The FORCESPRO autotuning tool also allows the user to automatically validate the results the autotuner produces. The purpose of the validation is to check that the tuning found by the autotuner provides a solver which meets the requirements (be it speed or control performance) for a given application. The validation has a default configuration, but can also be configured by setting the following ForcesAutotuneOptions members:

  • ValidationMaxObjTol: Specifies the maximum relative deviation in the optimal objective function value allowed to pass validation of the tuned solver. 0.1 means 10%. Must be a non-negative floating point number. The default value is 0.0, which deactivates the check.

  • ValidationAvgObjTol: Specifies the average relative deviation in the optimal objective function value allowed to pass validation of the tuned solver. 0.1 means 10%. Must be a non-negative floating point number. The default value is 0.1.

  • ValidationMaxControlTol: Specifies the maximum relative deviation in the first optimal control input (2-norm) allowed to pass validation of the tuned solver. 0.1 means 10%. Must be a non-negative floating point number. The default value is 0.0, which deactivates the check.

  • ValidationAvgControlTol: Specifies the average relative deviation in the first optimal control input (2-norm) allowed to pass validation of the tuned solver. 0.1 means 10%. Must be a non-negative floating point number. The default value is 0.1, which deactivates the check.

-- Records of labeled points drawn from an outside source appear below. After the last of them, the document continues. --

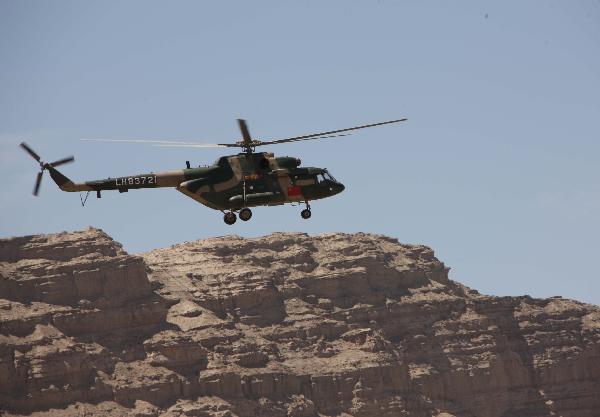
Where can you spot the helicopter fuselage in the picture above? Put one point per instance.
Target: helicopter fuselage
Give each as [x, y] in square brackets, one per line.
[233, 182]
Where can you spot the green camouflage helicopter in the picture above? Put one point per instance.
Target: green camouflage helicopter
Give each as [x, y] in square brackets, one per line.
[234, 183]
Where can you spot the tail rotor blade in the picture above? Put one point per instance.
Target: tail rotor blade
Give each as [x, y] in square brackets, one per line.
[62, 161]
[30, 151]
[38, 182]
[245, 132]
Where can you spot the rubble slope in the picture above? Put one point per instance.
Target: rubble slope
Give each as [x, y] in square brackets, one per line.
[283, 325]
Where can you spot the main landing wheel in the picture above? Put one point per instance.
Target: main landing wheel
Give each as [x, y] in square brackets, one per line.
[229, 217]
[245, 214]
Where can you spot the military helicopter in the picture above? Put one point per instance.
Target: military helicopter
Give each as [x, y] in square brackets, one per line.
[233, 184]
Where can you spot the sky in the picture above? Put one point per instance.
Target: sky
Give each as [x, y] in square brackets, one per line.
[496, 168]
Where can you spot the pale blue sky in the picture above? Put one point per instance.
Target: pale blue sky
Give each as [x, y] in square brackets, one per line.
[496, 169]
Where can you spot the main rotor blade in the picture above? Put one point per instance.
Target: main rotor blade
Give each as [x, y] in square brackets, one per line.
[62, 161]
[38, 182]
[245, 132]
[158, 142]
[317, 135]
[30, 151]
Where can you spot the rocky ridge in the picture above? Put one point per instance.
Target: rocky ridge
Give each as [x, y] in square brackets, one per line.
[283, 325]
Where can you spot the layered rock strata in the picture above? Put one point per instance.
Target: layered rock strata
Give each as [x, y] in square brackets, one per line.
[283, 325]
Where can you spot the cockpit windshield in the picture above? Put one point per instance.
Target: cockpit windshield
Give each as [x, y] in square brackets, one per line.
[328, 176]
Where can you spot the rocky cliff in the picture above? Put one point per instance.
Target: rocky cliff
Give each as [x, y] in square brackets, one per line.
[283, 325]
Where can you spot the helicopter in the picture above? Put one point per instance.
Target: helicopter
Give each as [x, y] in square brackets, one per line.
[232, 184]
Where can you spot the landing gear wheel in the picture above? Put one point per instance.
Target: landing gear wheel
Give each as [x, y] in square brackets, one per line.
[245, 214]
[230, 218]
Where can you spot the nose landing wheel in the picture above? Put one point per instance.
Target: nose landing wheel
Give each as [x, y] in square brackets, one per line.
[245, 214]
[230, 217]
[306, 213]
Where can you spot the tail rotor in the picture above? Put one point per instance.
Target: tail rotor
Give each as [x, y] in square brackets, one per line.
[43, 165]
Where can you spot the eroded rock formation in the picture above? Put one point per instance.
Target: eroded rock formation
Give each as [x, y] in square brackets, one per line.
[283, 325]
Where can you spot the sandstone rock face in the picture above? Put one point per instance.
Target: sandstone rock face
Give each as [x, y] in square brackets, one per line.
[283, 325]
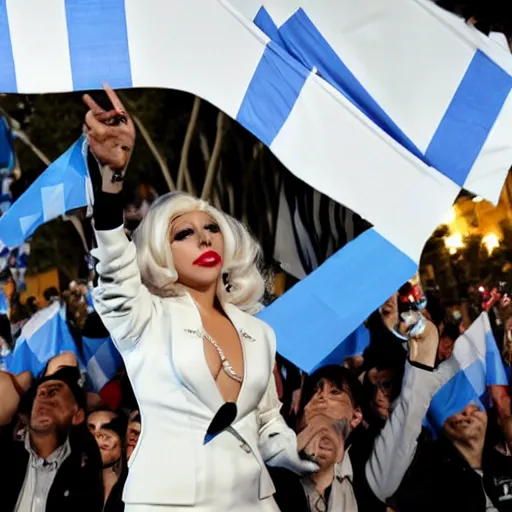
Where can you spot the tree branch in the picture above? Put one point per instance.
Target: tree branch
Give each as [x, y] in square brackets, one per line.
[212, 166]
[183, 172]
[151, 145]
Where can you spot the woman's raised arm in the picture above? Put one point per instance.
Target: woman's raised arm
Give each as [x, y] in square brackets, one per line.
[122, 301]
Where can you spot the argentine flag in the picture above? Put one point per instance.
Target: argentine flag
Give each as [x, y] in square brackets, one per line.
[436, 85]
[64, 186]
[102, 361]
[476, 364]
[44, 336]
[377, 135]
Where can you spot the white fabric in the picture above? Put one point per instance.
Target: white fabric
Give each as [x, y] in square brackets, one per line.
[39, 477]
[325, 141]
[178, 397]
[411, 56]
[38, 37]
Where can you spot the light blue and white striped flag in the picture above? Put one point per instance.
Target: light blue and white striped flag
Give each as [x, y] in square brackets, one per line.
[475, 364]
[64, 186]
[44, 336]
[327, 137]
[419, 72]
[102, 361]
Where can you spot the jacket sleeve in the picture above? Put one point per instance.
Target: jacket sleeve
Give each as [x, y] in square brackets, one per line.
[122, 301]
[274, 434]
[395, 447]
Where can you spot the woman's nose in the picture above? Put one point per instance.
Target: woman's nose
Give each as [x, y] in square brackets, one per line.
[205, 241]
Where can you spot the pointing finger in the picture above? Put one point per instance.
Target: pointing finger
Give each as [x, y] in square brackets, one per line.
[96, 109]
[114, 99]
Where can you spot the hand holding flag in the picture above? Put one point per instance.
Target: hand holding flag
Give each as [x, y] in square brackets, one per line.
[110, 134]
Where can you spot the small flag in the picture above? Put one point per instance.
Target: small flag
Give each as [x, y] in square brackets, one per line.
[102, 361]
[64, 186]
[44, 336]
[477, 364]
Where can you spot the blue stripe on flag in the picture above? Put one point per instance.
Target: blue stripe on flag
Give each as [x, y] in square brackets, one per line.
[353, 345]
[469, 118]
[68, 175]
[267, 25]
[6, 145]
[51, 338]
[304, 41]
[269, 99]
[102, 360]
[23, 359]
[496, 373]
[454, 396]
[7, 69]
[98, 44]
[469, 385]
[369, 263]
[465, 126]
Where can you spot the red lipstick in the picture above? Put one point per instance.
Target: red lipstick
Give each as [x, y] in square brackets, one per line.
[208, 259]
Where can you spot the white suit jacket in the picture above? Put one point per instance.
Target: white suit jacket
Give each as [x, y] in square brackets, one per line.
[175, 390]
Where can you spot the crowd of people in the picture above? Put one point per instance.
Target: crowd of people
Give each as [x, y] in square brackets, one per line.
[203, 415]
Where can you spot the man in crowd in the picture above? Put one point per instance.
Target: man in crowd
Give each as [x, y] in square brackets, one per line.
[331, 410]
[132, 433]
[49, 460]
[456, 471]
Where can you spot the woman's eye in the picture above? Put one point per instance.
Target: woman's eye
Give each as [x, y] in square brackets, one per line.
[181, 235]
[213, 228]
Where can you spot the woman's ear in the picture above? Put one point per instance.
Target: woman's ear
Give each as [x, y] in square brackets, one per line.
[357, 417]
[79, 417]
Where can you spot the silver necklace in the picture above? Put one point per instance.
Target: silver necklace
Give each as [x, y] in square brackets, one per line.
[226, 365]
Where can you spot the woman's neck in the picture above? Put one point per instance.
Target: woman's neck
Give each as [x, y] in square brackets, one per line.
[44, 444]
[323, 479]
[110, 478]
[205, 299]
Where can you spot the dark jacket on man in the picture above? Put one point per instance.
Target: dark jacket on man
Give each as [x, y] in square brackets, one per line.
[78, 483]
[440, 479]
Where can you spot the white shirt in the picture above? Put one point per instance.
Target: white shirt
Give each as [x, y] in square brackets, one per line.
[39, 477]
[489, 507]
[341, 497]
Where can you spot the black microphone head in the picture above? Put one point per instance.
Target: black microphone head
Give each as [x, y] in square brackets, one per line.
[221, 421]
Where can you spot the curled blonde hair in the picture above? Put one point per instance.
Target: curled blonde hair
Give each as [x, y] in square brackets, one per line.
[242, 254]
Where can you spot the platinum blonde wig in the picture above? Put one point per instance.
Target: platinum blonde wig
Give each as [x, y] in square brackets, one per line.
[240, 260]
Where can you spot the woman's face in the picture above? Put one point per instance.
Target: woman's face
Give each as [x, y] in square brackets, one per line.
[132, 437]
[108, 441]
[197, 249]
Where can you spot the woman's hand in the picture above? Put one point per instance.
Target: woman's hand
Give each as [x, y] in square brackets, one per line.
[423, 348]
[111, 135]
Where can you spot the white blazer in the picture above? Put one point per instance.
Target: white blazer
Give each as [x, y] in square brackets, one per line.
[176, 392]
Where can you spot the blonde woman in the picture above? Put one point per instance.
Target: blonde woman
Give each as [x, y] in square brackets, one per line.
[178, 302]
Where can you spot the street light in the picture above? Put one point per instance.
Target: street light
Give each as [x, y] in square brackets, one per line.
[454, 242]
[450, 216]
[491, 242]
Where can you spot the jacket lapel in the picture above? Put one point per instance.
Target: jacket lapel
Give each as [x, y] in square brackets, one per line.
[190, 362]
[257, 359]
[188, 353]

  • ValidationControlOutputName: Specifies the name of the output at the first stage used to validate the control input accuracy.

  • ValidationControlOutputIdx: Specifies the indices of the variables corresponding to the control inputs at the first stage used to validate the control input accuracy.

Instead of setting these validations directly, one can configure them through the following methods:

  • setValidationControlOutput: Specify the control inputs of the first stage. This method takes ValidationControlOutputName as the first input and ValidationControlOutputIdx as a second input.

  • disableObjValidation: Completely disable validation of the objective function. This method takes no inputs.

  • disableControlValidation: Completely disable the validation of the control performance. This method takes no inputs.

  • disableValidation. Completely disable validation. This method takes no inputs.